How to show a step change in data
There are times when it can be beneficial to highlight a step change in your data in way that makes the improvement more clear. In this case, rather than using a trend line to show the improvement, try using average lines that divide the data into segments, as shown below.
This look can be achieved by creating a separate column that calculates the average value for each segment of the chart and then graphs it as a separate series. This same approach can be used for two, three, or even more segments.
This approach will help you avoid the weaknesses of using trend lines while still highlighting the trend in your data in a meaningful way.

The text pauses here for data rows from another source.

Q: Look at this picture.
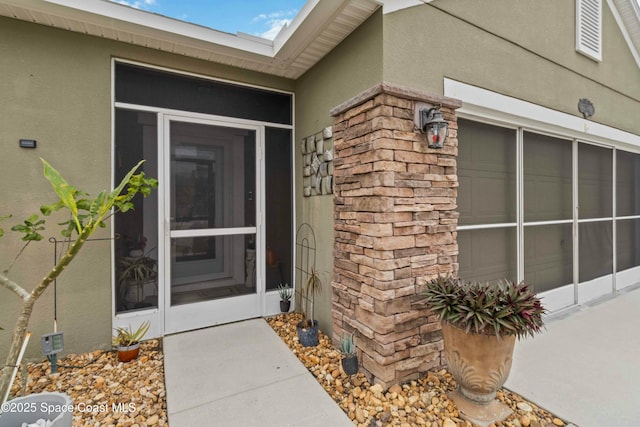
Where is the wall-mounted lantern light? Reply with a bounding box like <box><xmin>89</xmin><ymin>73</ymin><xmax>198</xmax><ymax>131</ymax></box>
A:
<box><xmin>420</xmin><ymin>104</ymin><xmax>449</xmax><ymax>148</ymax></box>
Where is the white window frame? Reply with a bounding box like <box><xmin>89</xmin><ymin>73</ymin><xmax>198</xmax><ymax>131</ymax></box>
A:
<box><xmin>576</xmin><ymin>0</ymin><xmax>602</xmax><ymax>62</ymax></box>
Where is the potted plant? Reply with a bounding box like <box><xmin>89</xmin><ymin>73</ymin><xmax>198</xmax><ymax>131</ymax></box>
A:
<box><xmin>296</xmin><ymin>270</ymin><xmax>322</xmax><ymax>347</ymax></box>
<box><xmin>340</xmin><ymin>331</ymin><xmax>358</xmax><ymax>375</ymax></box>
<box><xmin>278</xmin><ymin>283</ymin><xmax>293</xmax><ymax>313</ymax></box>
<box><xmin>423</xmin><ymin>277</ymin><xmax>545</xmax><ymax>425</ymax></box>
<box><xmin>113</xmin><ymin>321</ymin><xmax>150</xmax><ymax>362</ymax></box>
<box><xmin>118</xmin><ymin>255</ymin><xmax>156</xmax><ymax>308</ymax></box>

What to use instead of trend lines?
In a word, nothing.
Most of the time, you are going to find yourself in one of two situations: Either you have a clear trend in your data, or you don't.
If there is a clear trend in your data, most people will be able to see it without the help of a trend line. It would just be extra information cluttering up your chart and making it more difficult to read.
If there is not a clear, statistically significant trend in your data, you shouldn't imply there is one by adding a trend line. That will just mislead your audience in the ways that we illustrated with our examples above.
If you must point out significant points or changes in the data (and you are sure they aren't just random variation), you can do so using data labels, notes, or highlights to emphasize aspects of your message.
When trend lines should be used
So, I have spent a good deal of time explaining the weaknesses of trend lines and trying to convince you to stop using them.
But are there any situations in which trend lines can be useful?
Trend lines can be a useful tool, but only in the context of a broader analysis.
Trend lines are a common addition to several types of statistical analysis including correlations and mathematical modeling. In these cases, they are used to visualize data that is expected to follow a linear trend so that you can visually evaluate how close the relationship is to linear. While this visual element is included in the analysis, it is supported by more detailed calculations to help ensure a proper interpretation of the data.
Trend lines can also be used in forecasting situations in which a linear trend is being used to predict future values of a measure. Again, these trend lines should also be supported by additional levels of analysis, such as sensitivity or feasibility analysis, to ensure the linear trend assumption is valid and to highlight the potential error in the forecast.
Another specialized use of trend lines is in the financial analysis of stock prices over time. Even in this situation, you must know the assumptions that are being made when using this method and ensure your conclusions align with other indicators and analysis.
Relying on a trend line alone is never a good idea.